Antonio Sacchetti (8 January 1790, Venice – 15 April 1870, Warsaw) was a Republic of Venice-born scenic designer and painter who spent most of his career in Prague and Warsaw.

== Biography ==
He was the son of Lorenzo Sacchetti; a decorative painter, architect, and professor at the Accademia di Belle Arti di Venezia, who gave him his first art lessons.

From 1814 to 1817, he worked with his father in Brno, where they painted theatrical decorations. In 1818, they moved to Prague to work at the Estates Theatre. In 1829, when Antonio left to pursue his own career, his father remained there for another year, then went to Vienna, where he died in 1836.
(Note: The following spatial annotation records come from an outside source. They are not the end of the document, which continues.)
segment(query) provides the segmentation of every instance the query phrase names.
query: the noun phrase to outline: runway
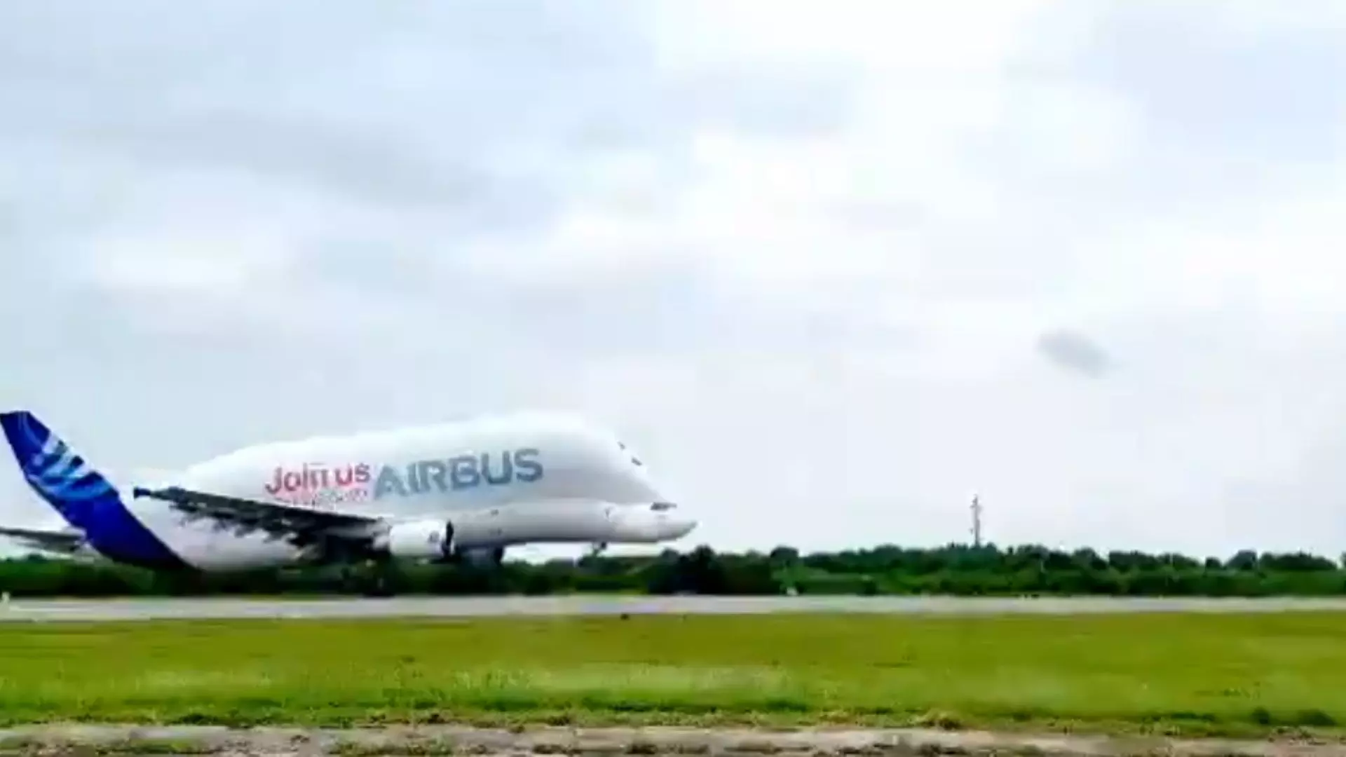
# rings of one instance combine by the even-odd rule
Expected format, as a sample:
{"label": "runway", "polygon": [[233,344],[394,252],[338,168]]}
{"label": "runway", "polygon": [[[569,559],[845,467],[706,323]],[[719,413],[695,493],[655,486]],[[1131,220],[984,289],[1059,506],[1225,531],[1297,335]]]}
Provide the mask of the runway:
{"label": "runway", "polygon": [[1343,598],[393,597],[380,599],[13,599],[0,622],[163,618],[472,618],[630,614],[1098,614],[1346,612]]}

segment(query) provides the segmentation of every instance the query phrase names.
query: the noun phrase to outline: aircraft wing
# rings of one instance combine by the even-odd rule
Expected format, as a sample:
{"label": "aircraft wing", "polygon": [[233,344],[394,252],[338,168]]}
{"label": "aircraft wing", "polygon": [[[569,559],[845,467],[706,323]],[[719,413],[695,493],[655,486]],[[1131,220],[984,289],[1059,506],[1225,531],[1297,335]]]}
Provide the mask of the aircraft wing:
{"label": "aircraft wing", "polygon": [[0,525],[0,536],[8,536],[46,552],[62,552],[66,555],[73,555],[85,546],[83,533],[78,531],[43,531],[38,528]]}
{"label": "aircraft wing", "polygon": [[186,515],[188,520],[211,520],[218,531],[232,529],[238,536],[264,532],[272,539],[284,539],[296,547],[320,544],[331,539],[367,537],[384,523],[374,515],[341,513],[300,505],[264,502],[194,492],[180,486],[136,488],[133,496],[166,501],[172,509]]}

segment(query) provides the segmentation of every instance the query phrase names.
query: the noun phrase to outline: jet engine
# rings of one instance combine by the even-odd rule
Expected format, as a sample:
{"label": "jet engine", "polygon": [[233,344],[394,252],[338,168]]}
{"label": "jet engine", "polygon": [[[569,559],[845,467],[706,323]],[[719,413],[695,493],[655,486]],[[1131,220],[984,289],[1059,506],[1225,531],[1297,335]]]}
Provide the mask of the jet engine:
{"label": "jet engine", "polygon": [[454,524],[433,520],[394,523],[378,547],[393,559],[444,560],[454,554]]}

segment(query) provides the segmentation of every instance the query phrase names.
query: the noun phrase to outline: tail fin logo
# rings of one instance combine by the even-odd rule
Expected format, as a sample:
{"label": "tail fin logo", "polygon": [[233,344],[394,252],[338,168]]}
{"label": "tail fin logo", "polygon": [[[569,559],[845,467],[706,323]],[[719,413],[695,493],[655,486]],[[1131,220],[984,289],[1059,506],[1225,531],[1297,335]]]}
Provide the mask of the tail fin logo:
{"label": "tail fin logo", "polygon": [[114,492],[106,478],[31,412],[0,414],[0,426],[28,485],[58,508]]}

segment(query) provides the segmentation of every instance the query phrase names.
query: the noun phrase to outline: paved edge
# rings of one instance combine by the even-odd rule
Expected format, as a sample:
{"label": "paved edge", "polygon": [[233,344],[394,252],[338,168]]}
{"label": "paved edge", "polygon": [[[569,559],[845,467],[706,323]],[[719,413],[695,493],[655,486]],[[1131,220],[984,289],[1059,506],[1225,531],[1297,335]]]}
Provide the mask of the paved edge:
{"label": "paved edge", "polygon": [[94,749],[102,754],[1058,754],[1121,757],[1168,754],[1346,756],[1342,742],[1170,739],[1160,737],[1043,735],[927,729],[693,729],[468,726],[386,729],[230,729],[225,726],[42,725],[0,729],[0,753],[51,754]]}
{"label": "paved edge", "polygon": [[1097,614],[1346,612],[1346,597],[390,597],[261,599],[12,599],[0,622],[135,621],[160,618],[472,618],[615,614]]}

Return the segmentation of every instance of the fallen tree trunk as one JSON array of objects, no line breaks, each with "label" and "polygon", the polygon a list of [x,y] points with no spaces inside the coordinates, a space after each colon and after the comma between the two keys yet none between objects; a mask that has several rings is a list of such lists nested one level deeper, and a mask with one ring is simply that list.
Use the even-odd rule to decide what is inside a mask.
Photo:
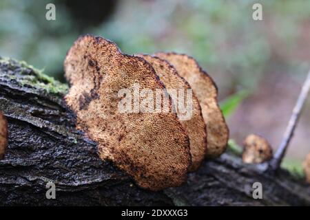
[{"label": "fallen tree trunk", "polygon": [[[310,205],[310,187],[286,170],[262,172],[229,153],[206,160],[183,186],[152,192],[97,155],[96,143],[74,129],[63,85],[25,63],[0,60],[0,110],[9,124],[0,160],[0,205]],[[56,199],[45,197],[56,184]],[[254,199],[252,185],[262,185]]]}]

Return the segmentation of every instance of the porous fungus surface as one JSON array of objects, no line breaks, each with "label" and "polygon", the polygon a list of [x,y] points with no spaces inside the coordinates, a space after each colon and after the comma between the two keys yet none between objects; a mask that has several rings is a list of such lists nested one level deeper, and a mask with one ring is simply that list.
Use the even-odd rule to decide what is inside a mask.
[{"label": "porous fungus surface", "polygon": [[[182,92],[181,90],[183,90],[183,92],[186,94],[186,90],[192,89],[192,88],[188,82],[180,76],[176,69],[167,61],[150,55],[138,56],[144,58],[153,66],[156,74],[159,76],[161,81],[163,82],[167,89],[168,93],[169,91],[172,91],[169,89],[177,90],[174,94],[170,93],[169,94],[174,103],[174,107],[176,108],[180,122],[189,137],[192,162],[190,170],[194,171],[201,164],[207,152],[206,125],[203,120],[198,100],[193,93],[192,93],[192,97],[189,97],[189,95],[187,94],[187,96],[184,96],[184,99],[182,100],[180,98],[180,96],[176,96],[177,93],[180,94]],[[175,92],[176,90],[172,91]],[[187,98],[191,98],[192,100],[192,105],[189,107],[192,112],[190,113],[187,112],[187,115],[190,115],[188,118],[184,117],[184,114],[181,112],[182,110],[179,111],[178,109],[179,102],[187,103]],[[185,120],[182,120],[183,118]]]},{"label": "porous fungus surface", "polygon": [[225,150],[229,130],[218,104],[218,90],[212,78],[192,57],[186,54],[159,52],[155,56],[167,60],[190,85],[201,107],[207,124],[207,157],[220,156]]},{"label": "porous fungus surface", "polygon": [[141,89],[164,89],[149,63],[87,35],[74,43],[64,66],[71,85],[66,102],[76,115],[77,128],[98,143],[102,160],[112,160],[140,186],[153,190],[186,179],[189,141],[176,114],[118,111],[120,101],[127,98],[118,97],[121,89],[134,84]]}]

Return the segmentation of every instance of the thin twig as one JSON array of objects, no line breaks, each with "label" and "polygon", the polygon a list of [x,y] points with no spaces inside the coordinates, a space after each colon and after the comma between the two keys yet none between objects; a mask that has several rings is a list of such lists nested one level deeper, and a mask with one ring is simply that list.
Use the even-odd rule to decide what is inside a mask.
[{"label": "thin twig", "polygon": [[308,73],[308,76],[307,77],[307,79],[304,82],[302,89],[300,91],[300,94],[299,94],[298,99],[297,100],[297,102],[294,107],[294,109],[293,109],[292,115],[291,116],[291,118],[289,119],[289,124],[287,125],[287,129],[285,130],[285,133],[283,135],[283,138],[282,139],[282,142],[279,147],[278,148],[277,151],[274,154],[273,158],[270,162],[270,167],[273,170],[277,170],[280,167],[282,160],[285,155],[287,146],[289,146],[289,142],[293,137],[297,122],[298,122],[298,119],[300,116],[301,111],[307,100],[309,88],[310,71]]}]

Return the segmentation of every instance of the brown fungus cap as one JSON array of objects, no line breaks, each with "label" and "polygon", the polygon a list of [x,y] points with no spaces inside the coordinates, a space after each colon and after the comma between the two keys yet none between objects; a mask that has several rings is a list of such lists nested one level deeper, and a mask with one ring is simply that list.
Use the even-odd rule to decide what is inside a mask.
[{"label": "brown fungus cap", "polygon": [[3,157],[8,145],[8,122],[0,111],[0,160]]},{"label": "brown fungus cap", "polygon": [[306,159],[303,163],[304,174],[306,175],[306,180],[310,184],[310,153],[306,156]]},{"label": "brown fungus cap", "polygon": [[176,53],[156,53],[156,56],[167,60],[190,85],[201,107],[203,117],[207,124],[207,157],[216,157],[225,150],[229,130],[218,104],[218,90],[212,78],[201,69],[192,57]]},{"label": "brown fungus cap", "polygon": [[[67,104],[76,115],[77,128],[98,143],[102,160],[112,160],[140,186],[153,190],[186,179],[189,141],[176,114],[119,111],[120,102],[135,98],[133,85],[140,90],[164,89],[149,63],[122,54],[111,41],[87,35],[74,43],[64,66],[72,85]],[[119,96],[124,89],[132,97]],[[136,109],[134,104],[130,107]]]},{"label": "brown fungus cap", "polygon": [[247,164],[260,164],[272,158],[272,148],[268,142],[257,135],[247,135],[244,141],[242,160]]},{"label": "brown fungus cap", "polygon": [[[159,76],[161,81],[163,82],[168,93],[171,95],[180,121],[189,137],[192,162],[190,170],[194,171],[201,164],[207,152],[206,125],[203,120],[198,100],[192,91],[192,97],[189,97],[189,94],[187,94],[186,90],[192,90],[191,87],[167,61],[150,55],[138,56],[144,58],[153,66],[156,74]],[[176,92],[175,92],[176,90],[172,91],[172,89],[176,89]],[[174,94],[172,94],[172,92]],[[184,96],[184,98],[181,98],[181,96],[178,95],[183,92],[187,95],[187,97]],[[187,106],[189,109],[187,109],[187,113],[185,116],[182,109],[178,109],[180,105],[178,104],[178,102],[185,103],[185,105],[187,103],[189,105],[189,102],[187,102],[188,100],[187,98],[192,99],[192,104],[189,107]]]}]

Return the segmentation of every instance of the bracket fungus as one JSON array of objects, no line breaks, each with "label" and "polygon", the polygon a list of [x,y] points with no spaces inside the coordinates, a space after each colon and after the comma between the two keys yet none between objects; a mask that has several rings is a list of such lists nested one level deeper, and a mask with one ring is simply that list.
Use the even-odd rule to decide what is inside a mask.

Antonio chose to settle in Warsaw, where he painted backdrops for plays and operas at the Grand Theatre. He opened a "panoramic agency" at the theater, exhibiting panoramic paintings of Istanbul, Prague, Trieste, Istria, the death of Józef Poniatowski at the Battle of Leipzig, the eruption of Mount Vesuvius, and several others. During the November Uprising, he took up temporary residence in Dresden. For most of 1835, he was in Kalisz, painting a curtain and decorations for the town theatre. When he returned to Warsaw, he spent the next thirty-five years working at the Grand Theatre and its associated venues.

He also performed work in other locations, including Vienna (1833), Berlin (1834), and, in 1852, back in Prague at the Estates Theatre, where he created sets for William Tell by Rossini. His last sets (1869) were created for the premiere of Paria, an opera by Stanisław Moniuszko. Four of his works may be seen at the Moravian Gallery in Brno.

He was married to Teresa (née Rath; 1791–1869), originally from Vienna. They had no children.

View of Prague from the Malá Strana Bridge Tower (Fifteen metres; approximately 49 ft.). Created in the early 1820s, it has been on display at the City of Prague Museum since 1895.